Residents of a Chicago neighborhood where drinking water flows through an estimated 400,000 lead service lines — more than any other utility in the United States — face a compliance record marked by 19 violations over five years, including an active health-based violation still unresolved as of April 2026, according to data from the EPA's Safe Drinking Water Information System.
The ZIP code in question, 60608, covers Pilsen and the Lower West Side on Chicago's south side. The utility responsible, the Chicago Department of Water Management (EPA ID IL0316000), recorded a lead 90th-percentile level of 9.3 parts per billion in its most recent Lead and Copper Rule testing cycle. The EPA's current action level is 15 ppb — a threshold that, while 60608's figure falls below it, many researchers have argued does not adequately reflect the evidence on low-level lead exposure and developmental harm in children.
Of the 19 violations recorded in the five-year window, 18 were non-health-based — monitoring and reporting failures — and one was a health-based violation that remains open.
Chicago's critical gap is not at the treatment plant. It is underground, in the roughly 400,000 lead service lines connecting the city's water mains to individual homes and apartment buildings — lines that the city itself has acknowledged represent the largest inventory of lead pipes of any utility in the country.

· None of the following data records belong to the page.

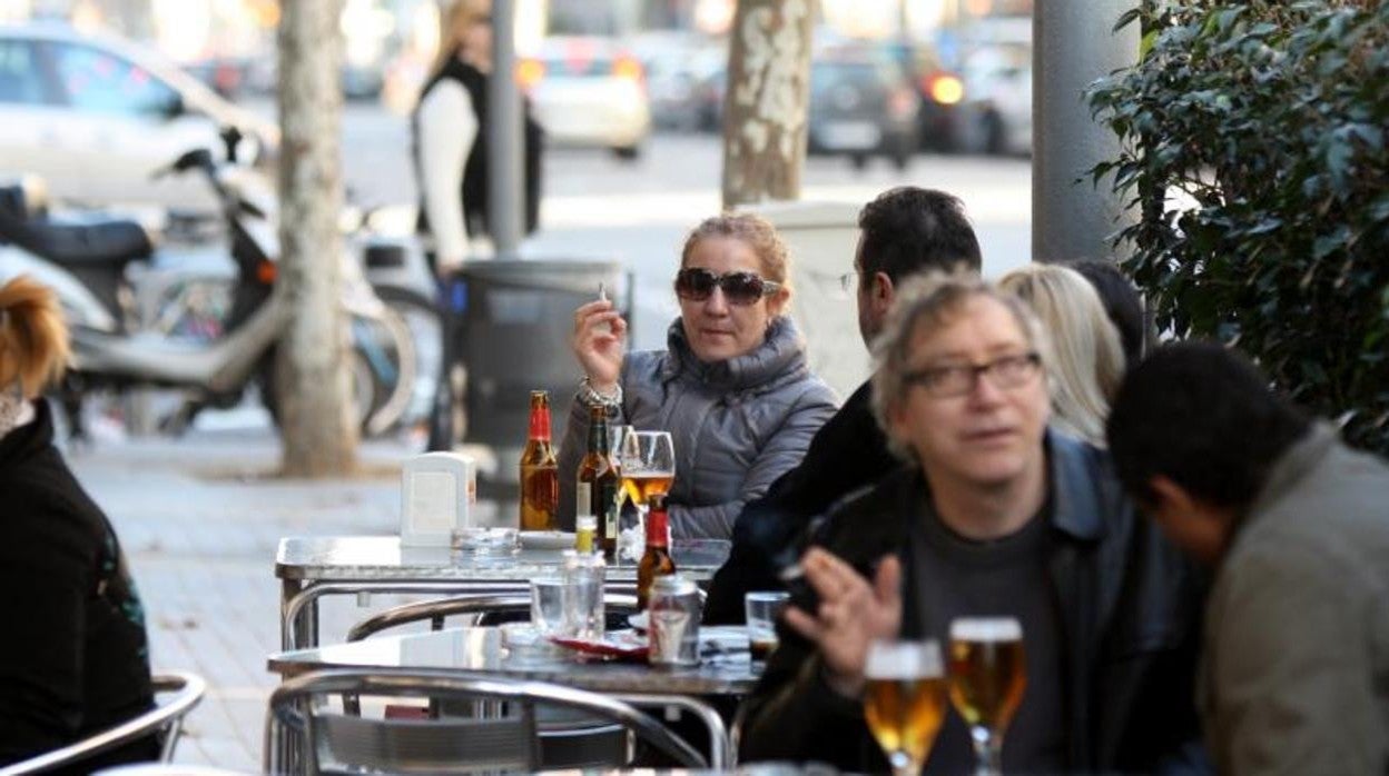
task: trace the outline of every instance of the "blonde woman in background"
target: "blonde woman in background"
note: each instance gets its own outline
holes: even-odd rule
[[[0,286],[0,766],[149,711],[144,612],[115,530],[53,446],[39,397],[68,364],[47,287]],[[86,773],[158,757],[151,736],[82,761]]]
[[[1051,335],[1051,425],[1103,447],[1124,347],[1095,286],[1067,267],[1033,262],[1004,275],[999,287],[1026,301]]]
[[[440,275],[490,235],[488,208],[488,81],[492,78],[492,0],[454,0],[443,14],[439,54],[411,119],[418,230]],[[525,103],[525,230],[540,211],[540,125]]]

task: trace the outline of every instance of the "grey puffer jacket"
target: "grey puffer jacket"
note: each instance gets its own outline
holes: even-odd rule
[[[728,361],[699,361],[679,318],[667,346],[624,360],[622,408],[611,422],[671,432],[671,536],[728,539],[743,504],[800,462],[838,400],[810,373],[806,343],[788,317],[772,322],[757,350]],[[560,525],[567,529],[574,526],[588,422],[575,400],[560,444]]]

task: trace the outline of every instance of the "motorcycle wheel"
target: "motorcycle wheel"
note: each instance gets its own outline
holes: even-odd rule
[[[415,380],[408,405],[396,422],[397,429],[418,430],[429,422],[443,361],[443,317],[433,300],[415,292],[376,286],[376,296],[399,315],[410,330],[415,353]]]

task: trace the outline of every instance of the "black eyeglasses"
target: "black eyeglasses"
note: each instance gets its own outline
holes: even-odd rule
[[[903,375],[908,386],[921,386],[936,398],[964,396],[974,390],[981,375],[986,375],[996,389],[1022,387],[1036,376],[1042,357],[1033,350],[1017,355],[1000,355],[988,364],[950,364],[926,366]]]
[[[764,280],[756,272],[725,272],[715,275],[703,267],[686,267],[675,275],[675,293],[689,301],[704,301],[714,289],[724,289],[728,304],[753,304],[764,296],[781,290],[781,283]]]

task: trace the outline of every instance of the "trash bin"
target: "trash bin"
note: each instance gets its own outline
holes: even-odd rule
[[[599,285],[631,322],[631,273],[615,261],[478,261],[460,272],[458,355],[467,368],[465,441],[503,450],[525,446],[531,391],[550,391],[553,437],[564,435],[582,371],[569,350],[574,310]],[[507,469],[510,472],[510,469]]]

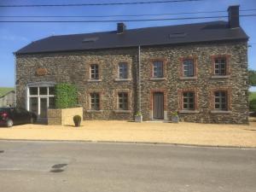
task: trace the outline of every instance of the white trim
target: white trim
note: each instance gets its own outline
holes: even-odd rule
[[[49,98],[54,97],[54,95],[49,95],[49,88],[53,87],[55,84],[54,82],[35,82],[35,83],[29,83],[26,85],[26,109],[30,111],[30,98],[38,98],[38,115],[40,116],[41,114],[41,99],[46,99],[47,108],[49,108]],[[30,95],[29,88],[30,87],[37,87],[38,88],[38,94],[37,95]],[[46,87],[47,88],[47,94],[46,95],[40,95],[40,87]]]

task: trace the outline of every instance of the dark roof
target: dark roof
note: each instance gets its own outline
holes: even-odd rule
[[[241,28],[230,29],[226,21],[213,21],[74,35],[51,36],[19,49],[15,54],[125,48],[221,40],[247,40]]]

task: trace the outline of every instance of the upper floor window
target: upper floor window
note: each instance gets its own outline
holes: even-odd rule
[[[194,74],[194,60],[183,60],[183,76],[193,77]]]
[[[91,93],[90,96],[90,109],[100,110],[100,95],[98,93]]]
[[[121,110],[128,110],[128,93],[119,93],[119,108]]]
[[[90,79],[99,79],[99,66],[97,64],[90,65]]]
[[[158,61],[153,63],[153,77],[154,78],[163,78],[164,69],[163,61]]]
[[[195,93],[183,92],[183,109],[194,110],[195,109]]]
[[[214,109],[226,111],[227,110],[227,92],[214,92]]]
[[[214,74],[226,75],[226,59],[224,57],[218,57],[214,59]]]
[[[127,79],[128,78],[128,70],[127,70],[127,63],[120,62],[119,64],[119,79]]]

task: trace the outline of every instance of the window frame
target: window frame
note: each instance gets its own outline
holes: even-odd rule
[[[192,61],[192,62],[189,62],[187,64],[188,69],[185,69],[185,63],[184,63],[185,61]],[[189,70],[189,67],[190,67],[191,63],[192,63],[192,70],[191,69]],[[185,74],[185,71],[187,72],[187,74]],[[189,72],[191,72],[191,71],[192,71],[192,74],[189,74]],[[188,59],[183,59],[183,76],[186,77],[186,78],[195,77],[195,62],[194,62],[194,59],[188,58]]]
[[[93,68],[93,67],[96,68]],[[99,80],[100,79],[100,67],[98,64],[90,64],[90,79]]]
[[[184,94],[192,94],[193,96],[192,96],[192,99],[193,99],[193,102],[190,102],[190,99],[191,99],[191,96],[184,96]],[[184,102],[184,99],[187,99],[187,102]],[[194,111],[195,108],[195,94],[194,91],[183,91],[182,93],[182,109],[183,110],[188,110],[188,111]],[[188,105],[187,108],[184,108],[184,105]],[[190,108],[190,105],[193,105],[193,108]]]
[[[96,98],[98,97],[98,98]],[[94,101],[92,101],[94,100]],[[98,102],[96,102],[98,100]],[[101,110],[101,94],[98,92],[90,93],[90,109],[99,111]]]
[[[120,96],[121,95],[121,96]],[[126,102],[125,102],[125,98],[124,96],[126,96]],[[121,102],[120,102],[121,101]],[[121,105],[121,107],[120,107]],[[128,92],[118,92],[118,109],[127,111],[129,110],[129,93]]]
[[[224,78],[230,78],[231,73],[231,67],[230,67],[230,59],[231,55],[229,54],[224,54],[224,55],[211,55],[212,60],[212,79],[224,79]],[[224,59],[225,60],[225,74],[219,74],[215,73],[215,59]]]
[[[223,60],[224,62],[222,62]],[[216,62],[218,61],[218,62]],[[216,66],[218,66],[218,67],[216,67]],[[222,67],[224,66],[223,68]],[[218,73],[216,73],[216,71],[218,71]],[[222,70],[224,70],[224,73],[222,73]],[[227,75],[227,58],[225,56],[219,56],[214,58],[214,75],[216,76],[225,76]]]
[[[126,68],[125,68],[126,71],[124,69],[124,67],[120,67],[120,65],[125,66],[126,67]],[[120,69],[122,69],[122,71]],[[125,75],[124,75],[124,72],[126,73],[125,73]],[[118,64],[118,74],[119,74],[118,78],[119,79],[127,79],[129,78],[129,66],[128,66],[127,62],[119,62],[119,64]]]
[[[216,96],[216,93],[218,93],[219,96]],[[224,96],[221,96],[223,93],[224,93]],[[217,102],[216,99],[218,99],[219,101]],[[223,100],[224,99],[224,102]],[[213,91],[213,108],[216,111],[228,111],[228,92],[226,90],[215,90]],[[224,108],[222,108],[222,106],[224,104]],[[216,105],[219,105],[218,108],[216,108]]]
[[[156,73],[155,73],[155,64],[158,64],[157,65],[157,67],[156,67]],[[159,71],[159,64],[161,64],[161,73],[160,73],[160,71]],[[165,65],[165,63],[164,63],[164,61],[161,61],[161,60],[155,60],[155,61],[153,61],[153,64],[152,64],[152,68],[153,68],[153,70],[152,70],[152,77],[153,78],[155,78],[155,79],[158,79],[158,78],[164,78],[164,65]],[[156,73],[156,75],[154,75]],[[161,74],[160,76],[159,75],[159,74]]]

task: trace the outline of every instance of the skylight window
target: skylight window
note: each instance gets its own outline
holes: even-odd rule
[[[97,37],[85,38],[83,39],[83,43],[96,42],[98,39],[99,39],[99,38],[97,38]]]
[[[187,36],[187,33],[185,32],[173,32],[169,34],[169,38],[184,38]]]

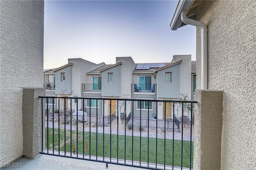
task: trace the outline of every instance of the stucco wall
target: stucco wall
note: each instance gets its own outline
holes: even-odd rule
[[[72,86],[72,66],[69,66],[55,72],[55,94],[70,94],[73,90]],[[65,73],[65,81],[62,81],[62,73]]]
[[[102,96],[120,96],[120,67],[119,65],[102,72]],[[108,82],[108,73],[113,73],[113,82]]]
[[[180,64],[168,67],[157,72],[157,97],[178,98],[180,90]],[[171,82],[165,81],[166,72],[171,72]]]
[[[23,87],[42,88],[43,1],[1,1],[0,162],[22,155]]]
[[[224,91],[223,170],[256,169],[256,4],[255,1],[206,1],[197,17],[208,27],[208,88]],[[199,89],[200,31],[197,29]]]

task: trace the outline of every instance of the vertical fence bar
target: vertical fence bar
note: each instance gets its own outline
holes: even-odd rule
[[[74,101],[76,99],[74,99]],[[78,100],[76,99],[76,157],[78,157]],[[72,111],[71,111],[71,112]],[[84,113],[83,112],[83,115]],[[81,120],[84,120],[84,116],[83,115],[83,119]],[[84,121],[83,121],[83,122]]]
[[[44,111],[43,111],[43,98],[41,98],[41,101],[42,102],[42,152],[44,151],[44,126],[45,126],[45,123],[44,123]],[[45,113],[44,113],[44,116],[45,117]],[[45,120],[44,121],[45,121]]]
[[[54,98],[52,98],[52,154],[54,154]]]
[[[138,104],[138,101],[137,101]],[[132,165],[133,165],[133,115],[134,115],[134,101],[132,100]]]
[[[182,112],[181,113],[182,115],[182,128],[181,128],[181,169],[182,169],[182,162],[183,162],[183,119],[184,119],[184,116],[183,115],[183,105],[184,103],[183,102],[182,103]],[[185,123],[185,122],[184,122]]]
[[[78,99],[77,102],[78,102]],[[87,115],[86,115],[86,118]],[[84,158],[84,99],[83,99],[83,159]]]
[[[153,102],[152,102],[152,107],[153,107]],[[149,102],[148,102],[148,168],[149,163]],[[156,102],[157,104],[157,102]]]
[[[87,101],[88,100],[87,100]],[[90,135],[89,136],[89,143],[90,143],[90,155],[89,156],[89,159],[91,159],[91,123],[92,122],[91,121],[91,99],[90,99],[89,100],[89,106],[90,106],[90,108],[89,108],[89,110],[90,110],[90,125],[89,125],[89,131],[90,131]],[[87,106],[88,106],[88,104],[87,104]]]
[[[66,98],[63,98],[64,100],[64,154],[66,156]]]
[[[156,169],[157,169],[157,104],[156,105]]]
[[[46,98],[46,100],[47,102],[47,153],[49,153],[49,131],[48,131],[48,128],[49,128],[49,109],[48,109],[48,98]]]
[[[164,102],[164,169],[165,169],[165,157],[166,156],[166,103]]]
[[[145,107],[145,102],[144,102],[144,107]],[[141,165],[141,100],[140,102],[140,166]]]
[[[58,154],[60,155],[60,98],[58,98],[58,116],[59,117],[59,119],[58,119],[58,150],[59,151]]]
[[[118,115],[118,113],[118,113],[118,103],[120,101],[120,100],[117,100],[117,163],[118,164],[118,124],[119,124],[119,115]],[[120,120],[120,121],[121,120]]]
[[[126,101],[124,101],[124,115],[125,117],[124,118],[124,164],[126,164]],[[125,116],[124,116],[125,115]],[[123,120],[124,120],[123,119]]]
[[[96,160],[98,160],[98,99],[96,99]]]
[[[72,157],[72,99],[70,99],[70,157]],[[77,112],[76,114],[78,113]],[[77,123],[77,121],[76,122]]]
[[[192,164],[192,110],[193,108],[193,104],[191,104],[191,113],[190,113],[190,120],[191,120],[191,123],[190,124],[190,156],[189,164],[189,169],[191,170],[191,164]]]
[[[173,119],[174,119],[174,102],[173,102]],[[175,119],[175,121],[176,119]],[[172,169],[174,169],[174,122],[172,123]]]
[[[112,106],[112,104],[111,103],[112,103],[112,100],[110,100],[110,162],[111,162],[111,154],[112,154],[112,153],[111,153],[111,151],[112,151],[111,150],[111,148],[112,148],[112,140],[111,139],[111,136],[112,136],[111,135],[111,131],[112,130],[112,129],[111,129],[111,117],[112,117],[112,113],[111,113],[111,107],[112,107],[111,106]]]

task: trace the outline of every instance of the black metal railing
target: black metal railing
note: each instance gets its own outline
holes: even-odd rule
[[[46,90],[55,90],[55,84],[54,83],[44,83],[44,87]]]
[[[180,109],[180,114],[182,114],[190,108],[184,106],[190,106],[190,108],[193,108],[196,102],[40,98],[42,104],[43,134],[41,154],[104,162],[107,167],[108,164],[112,164],[149,169],[174,169],[174,166],[180,167],[181,169],[184,167],[190,169],[193,168],[194,127],[192,123],[184,124],[184,127],[182,120],[182,124],[179,124],[175,114],[179,117],[178,112],[176,112],[178,107]],[[48,105],[46,112],[42,107],[46,103],[44,100],[52,98],[54,101],[55,100],[53,98],[55,98],[57,99],[57,103],[52,105],[54,110],[56,109],[54,107],[68,108],[70,110],[78,110],[78,108],[83,108],[81,111],[83,113],[78,115],[78,112],[76,115],[72,115],[72,118],[70,115],[61,119],[61,111],[59,111],[57,115],[52,114],[52,119],[55,121],[51,121],[48,116],[49,111],[47,111]],[[77,102],[74,105],[72,101],[75,99]],[[91,114],[92,108],[90,107],[88,109],[86,108],[87,113],[85,111],[86,102],[93,100],[96,100],[96,107],[98,108],[95,119],[94,115]],[[100,101],[100,106],[98,106],[98,100]],[[152,109],[156,113],[155,123],[150,123],[152,118],[149,108],[147,110],[140,110],[139,117],[134,116],[138,113],[137,104],[142,103],[138,101],[148,102],[148,105],[150,102],[153,103]],[[171,117],[174,117],[174,121],[170,118],[162,119],[166,117],[166,113],[169,113],[166,111],[166,108],[169,108],[170,103]],[[163,108],[163,106],[165,107],[162,111],[158,112],[161,109],[158,107]],[[115,110],[112,110],[113,109]],[[119,110],[125,111],[124,113],[122,113],[126,117],[123,119],[124,122],[119,119],[119,116],[116,117],[116,115],[121,115]],[[128,111],[128,113],[125,113]],[[66,112],[64,109],[64,115],[67,115]],[[115,112],[114,114],[108,114]],[[105,119],[101,119],[100,116],[103,117],[103,115],[109,116],[109,126],[100,126],[100,124],[104,125],[106,121],[108,122]],[[192,120],[191,111],[190,115],[190,120]],[[180,126],[180,131],[175,131]]]
[[[84,91],[101,91],[101,84],[84,84]]]
[[[156,84],[132,84],[134,86],[134,92],[151,92],[154,93],[156,89]]]
[[[144,127],[157,127],[160,128],[166,128],[167,129],[172,129],[173,128],[173,122],[174,122],[174,129],[180,129],[180,127],[178,120],[169,119],[158,119],[153,118],[150,118],[149,119],[140,117],[134,117],[133,119],[133,125],[134,126],[142,126]],[[129,121],[129,124],[132,124],[132,120],[131,120]],[[178,125],[177,125],[178,124]]]

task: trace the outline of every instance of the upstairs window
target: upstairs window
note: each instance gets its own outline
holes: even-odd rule
[[[65,81],[65,73],[61,73],[61,80]]]
[[[108,82],[113,82],[113,73],[108,73]]]
[[[171,72],[165,73],[165,82],[172,82],[172,73]]]
[[[48,82],[48,81],[49,81],[49,76],[48,75],[44,76],[44,81]]]

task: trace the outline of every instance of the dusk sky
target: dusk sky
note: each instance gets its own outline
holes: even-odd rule
[[[196,59],[196,28],[172,31],[177,1],[44,2],[44,68],[68,59],[106,64],[131,57],[136,63],[170,62],[175,55]]]

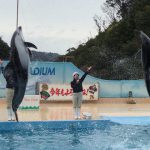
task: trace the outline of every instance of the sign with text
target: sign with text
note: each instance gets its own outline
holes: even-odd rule
[[[40,96],[39,95],[25,95],[19,106],[19,109],[39,109]]]
[[[39,83],[41,100],[72,100],[73,90],[70,84]],[[98,84],[83,85],[83,100],[98,100]]]

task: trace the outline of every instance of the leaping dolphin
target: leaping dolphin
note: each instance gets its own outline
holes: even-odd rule
[[[147,92],[150,96],[150,38],[142,31],[140,31],[140,38],[142,41],[142,64],[145,75],[145,84]]]
[[[24,41],[22,28],[18,27],[11,39],[11,60],[13,61],[14,71],[17,76],[17,83],[14,88],[12,100],[12,109],[15,113],[16,121],[18,121],[17,109],[23,100],[28,82],[28,69],[31,55],[31,51],[28,47],[37,49],[34,44]]]

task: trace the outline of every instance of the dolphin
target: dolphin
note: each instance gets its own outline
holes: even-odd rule
[[[23,100],[28,82],[30,56],[32,55],[29,47],[37,49],[34,44],[24,41],[22,28],[18,27],[11,38],[12,51],[10,58],[13,62],[14,71],[17,77],[12,100],[12,109],[15,113],[16,121],[18,121],[17,109]]]
[[[145,84],[150,96],[150,38],[142,31],[140,31],[140,38],[142,41],[141,59],[144,69]]]

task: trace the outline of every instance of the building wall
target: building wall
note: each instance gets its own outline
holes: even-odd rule
[[[4,62],[4,66],[7,62]],[[66,84],[72,80],[72,73],[78,71],[84,74],[75,65],[69,62],[32,62],[29,68],[29,81],[26,94],[34,95],[37,82]],[[148,97],[144,80],[104,80],[87,76],[84,83],[99,83],[100,97],[128,97],[132,91],[133,97]],[[6,82],[0,71],[0,97],[5,96]]]

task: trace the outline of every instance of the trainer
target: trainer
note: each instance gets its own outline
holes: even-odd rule
[[[71,87],[73,89],[73,111],[74,111],[74,118],[80,119],[80,111],[81,111],[81,104],[82,104],[82,82],[84,81],[86,75],[90,72],[92,67],[89,67],[85,74],[79,78],[79,73],[73,73],[73,81],[71,82]]]

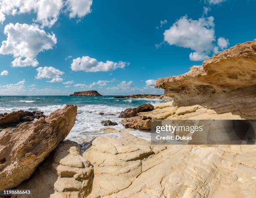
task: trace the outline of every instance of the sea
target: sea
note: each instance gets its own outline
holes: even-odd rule
[[[156,99],[115,98],[113,96],[0,96],[0,113],[18,110],[40,110],[47,115],[67,104],[77,105],[75,124],[66,139],[79,143],[90,141],[98,135],[120,135],[118,133],[106,133],[106,128],[123,130],[123,118],[119,118],[121,111],[127,108],[136,107],[146,103],[155,105],[166,101]],[[103,115],[99,114],[103,113]],[[110,115],[111,114],[111,115]],[[113,114],[114,114],[113,115]],[[103,126],[100,122],[107,120],[116,122],[115,126]],[[150,133],[144,130],[127,130],[127,133],[146,140],[150,140]]]

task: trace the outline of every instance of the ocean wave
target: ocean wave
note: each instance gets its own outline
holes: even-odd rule
[[[32,103],[36,102],[35,100],[22,100],[19,101],[20,103]]]

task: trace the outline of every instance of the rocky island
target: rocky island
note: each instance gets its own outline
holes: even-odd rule
[[[91,90],[90,91],[79,91],[74,92],[73,94],[70,94],[69,96],[101,96],[97,91]]]

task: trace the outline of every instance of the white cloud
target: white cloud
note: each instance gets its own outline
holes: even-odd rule
[[[223,50],[228,47],[229,45],[229,41],[228,39],[226,39],[223,37],[220,37],[218,38],[217,43],[220,48]]]
[[[36,78],[40,79],[43,78],[51,78],[48,83],[56,83],[62,82],[63,79],[61,78],[61,76],[64,74],[64,72],[60,71],[52,67],[40,67],[36,69],[37,71],[37,75]]]
[[[66,3],[70,18],[82,18],[92,11],[92,0],[67,0]]]
[[[5,70],[0,73],[0,75],[7,75],[9,74],[8,71]]]
[[[213,20],[212,17],[202,17],[198,20],[182,17],[164,31],[164,40],[170,45],[194,51],[189,54],[191,60],[204,60],[211,52],[216,50]]]
[[[154,79],[147,80],[145,83],[147,86],[153,86],[154,87],[156,84],[156,80]]]
[[[117,63],[107,60],[105,63],[98,61],[95,58],[89,56],[78,57],[73,60],[71,64],[72,70],[84,71],[86,72],[96,72],[108,71],[115,70],[118,68],[124,68],[129,65],[129,63],[119,61]]]
[[[84,84],[76,84],[74,85],[74,87],[84,87],[84,88],[87,88],[88,85],[85,85]]]
[[[203,60],[209,58],[209,56],[205,54],[200,53],[197,52],[191,53],[189,54],[189,59],[195,61]]]
[[[36,58],[41,52],[52,49],[57,43],[53,33],[47,33],[34,25],[9,23],[5,27],[6,40],[2,43],[0,53],[12,54],[15,58],[13,67],[36,67]]]
[[[74,80],[69,80],[68,81],[64,82],[63,83],[63,84],[64,85],[71,85],[71,84],[73,84],[74,83]]]
[[[115,78],[113,78],[110,80],[99,80],[97,82],[94,82],[89,85],[84,84],[77,84],[74,85],[74,87],[85,87],[87,88],[92,88],[94,86],[97,85],[101,87],[107,86],[109,83],[114,83],[116,82],[117,80]]]
[[[0,85],[0,94],[17,95],[18,93],[26,91],[25,89],[25,80],[21,80],[16,84],[8,84],[3,85]]]
[[[70,18],[82,18],[91,12],[92,3],[92,0],[1,0],[0,23],[3,23],[6,15],[33,13],[36,14],[34,22],[51,27],[61,11]]]
[[[210,5],[216,5],[226,1],[226,0],[205,0],[205,3],[208,3]]]
[[[163,27],[163,26],[164,25],[164,24],[166,24],[167,23],[167,20],[165,19],[164,20],[160,20],[160,28],[162,28]],[[156,26],[156,29],[159,29],[159,26]]]
[[[69,59],[69,58],[72,58],[72,56],[71,56],[70,55],[69,55],[69,56],[68,56],[67,58],[65,58],[65,60],[67,60],[68,59]]]
[[[164,20],[161,20],[160,21],[160,27],[161,28],[162,27],[163,27],[163,25],[164,25],[164,24],[166,24],[167,23],[167,21],[166,19]]]

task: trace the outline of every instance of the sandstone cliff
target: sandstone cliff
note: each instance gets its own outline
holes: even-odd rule
[[[101,96],[102,95],[97,91],[94,90],[74,92],[73,94],[69,95],[70,96]]]
[[[156,87],[164,89],[177,108],[198,105],[201,113],[255,119],[256,40],[216,54],[184,74],[157,79]]]
[[[0,137],[0,189],[17,186],[68,134],[77,108],[67,105],[46,118],[23,124]]]

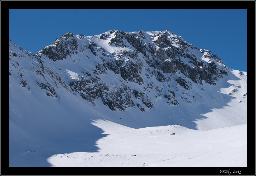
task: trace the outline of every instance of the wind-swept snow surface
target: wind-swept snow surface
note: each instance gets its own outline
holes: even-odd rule
[[[97,152],[54,155],[49,163],[64,167],[247,166],[247,124],[201,131],[178,125],[135,129],[107,120],[93,124],[108,135],[96,142]]]

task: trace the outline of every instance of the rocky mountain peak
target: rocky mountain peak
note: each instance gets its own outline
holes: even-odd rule
[[[10,49],[11,67],[22,67],[13,61],[20,54]],[[101,99],[114,111],[152,109],[159,98],[170,106],[181,101],[195,103],[199,101],[190,91],[200,97],[204,84],[217,86],[230,70],[218,56],[169,30],[113,30],[91,36],[68,32],[36,54],[22,55],[37,61],[31,70],[40,77],[37,84],[47,95],[57,98],[54,87],[62,88],[94,106],[96,100]],[[54,63],[57,61],[59,65]],[[13,70],[10,75],[15,74]],[[16,74],[21,86],[28,87],[26,73]]]

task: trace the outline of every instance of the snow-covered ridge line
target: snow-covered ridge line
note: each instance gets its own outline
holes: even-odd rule
[[[84,157],[72,155],[79,166],[91,166],[83,160],[94,158],[95,163],[87,163],[101,160],[105,165],[97,165],[108,167],[103,153],[117,156],[108,159],[131,161],[135,154],[140,159],[135,163],[142,166],[149,164],[143,153],[149,151],[147,158],[154,158],[149,163],[155,164],[149,166],[172,165],[175,160],[189,167],[196,163],[187,161],[196,161],[196,156],[187,152],[186,160],[181,159],[179,155],[183,153],[178,148],[182,145],[177,143],[175,153],[165,152],[179,154],[173,158],[163,151],[138,147],[135,142],[143,141],[143,137],[154,139],[156,145],[151,144],[156,149],[165,143],[165,138],[170,145],[168,140],[183,132],[197,135],[247,123],[247,72],[229,68],[217,55],[170,31],[112,30],[91,36],[68,32],[36,54],[10,40],[9,46],[11,167],[63,167],[65,162],[60,160],[64,158],[60,155],[68,154],[68,160],[72,153]],[[182,126],[182,133],[165,129]],[[177,134],[170,135],[173,133]],[[125,139],[133,142],[120,144]],[[214,146],[207,147],[210,145]],[[243,154],[244,146],[238,149]],[[217,153],[232,150],[220,148],[211,153],[211,158],[219,160],[214,158]],[[127,154],[124,149],[139,152]],[[230,163],[237,165],[236,159],[247,164],[245,158],[236,156]],[[224,162],[229,167],[229,161]]]

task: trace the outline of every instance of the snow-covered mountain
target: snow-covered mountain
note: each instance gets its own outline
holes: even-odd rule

Lead enters drinking water not as a treatment plant failure but through corrosion of those lines and of lead-containing household plumbing, a process that the EPA's Lead and Copper Rule has regulated since 1991.
The 2021 Lead and Copper Rule Revisions set a goal of replacing all lead service lines within 10 years, though utilities with larger inventories, including Chicago, were given extended compliance pathways. Illinois law separately requires utilities to develop replacement plans. But the pace of actual replacement has remained well below what the city's own inventory would require to meet federal timelines. The city had previously conducted a replacement program that removed only the utility-side portion of the service line — a practice that researchers subsequently found could temporarily spike lead levels at the tap rather than reduce them. That program was eventually halted.
The housing age signal in 60608 is pronounced. The federal Safe Drinking Water Act amendments of 1986 banned the installation of lead pipes and lead solder in new construction; housing built before that year represents the primary exposure pathway through in-home plumbing, even after utility-side lines are replaced. In neighborhoods where both the service line and the interior plumbing are lead-containing, the cumulative exposure potential at the tap can be substantially higher than either pathway alone.
Advocates in communities like Pilsen — a predominantly Latino neighborhood with a high concentration of older housing stock — have pushed for whole-line replacement and for the city to cover costs for property owners who could not afford to replace the private-side portion themselves. Chicago has received federal infrastructure funding through the Bipartisan Infrastructure Law, which included $15 billion nationally for lead service line replacement. But advocates and city council members representing south and west side wards have continued to press for accountability on timelines, noting that replacement rates in wealthier North Side neighborhoods have historically outpaced those in communities where lead exposure risk tends to be highest, as WBEZ and the Chicago Tribune have reported.
The Chicago Department of Water Management has maintained that its corrosion control treatment — a phosphate coating applied to slow the rate at which pipes leach into the water — is functioning as designed. But researchers who have studied corrosion control in large lead-pipe systems have noted that the effectiveness of phosphate treatment can vary substantially by neighborhood depending on pipe age, pipe condition, and stagnation time in buildings with lower water turnover.
Residents in neighborhoods like 60608 who want to understand the full picture of their water compliance record — not just the headline 90th-percentile result but the violation count, the data source, and the regulatory framework behind those numbers — can look up their ZIP code at ZipCheckup, which draws directly from EPA SDWIS and updates its records as the federal database is refreshed.
The active health-based violation in Chicago's federal record, as of the April 2026 data verification, reflects an ongoing compliance matter rather than a closed enforcement action. What it does not capture, on its own, is the physical reality that hundreds of thousands of lead pipes remain in the ground across this city — and that in ZIP codes like 60608, the timeline for removing them is measured not in months but in years.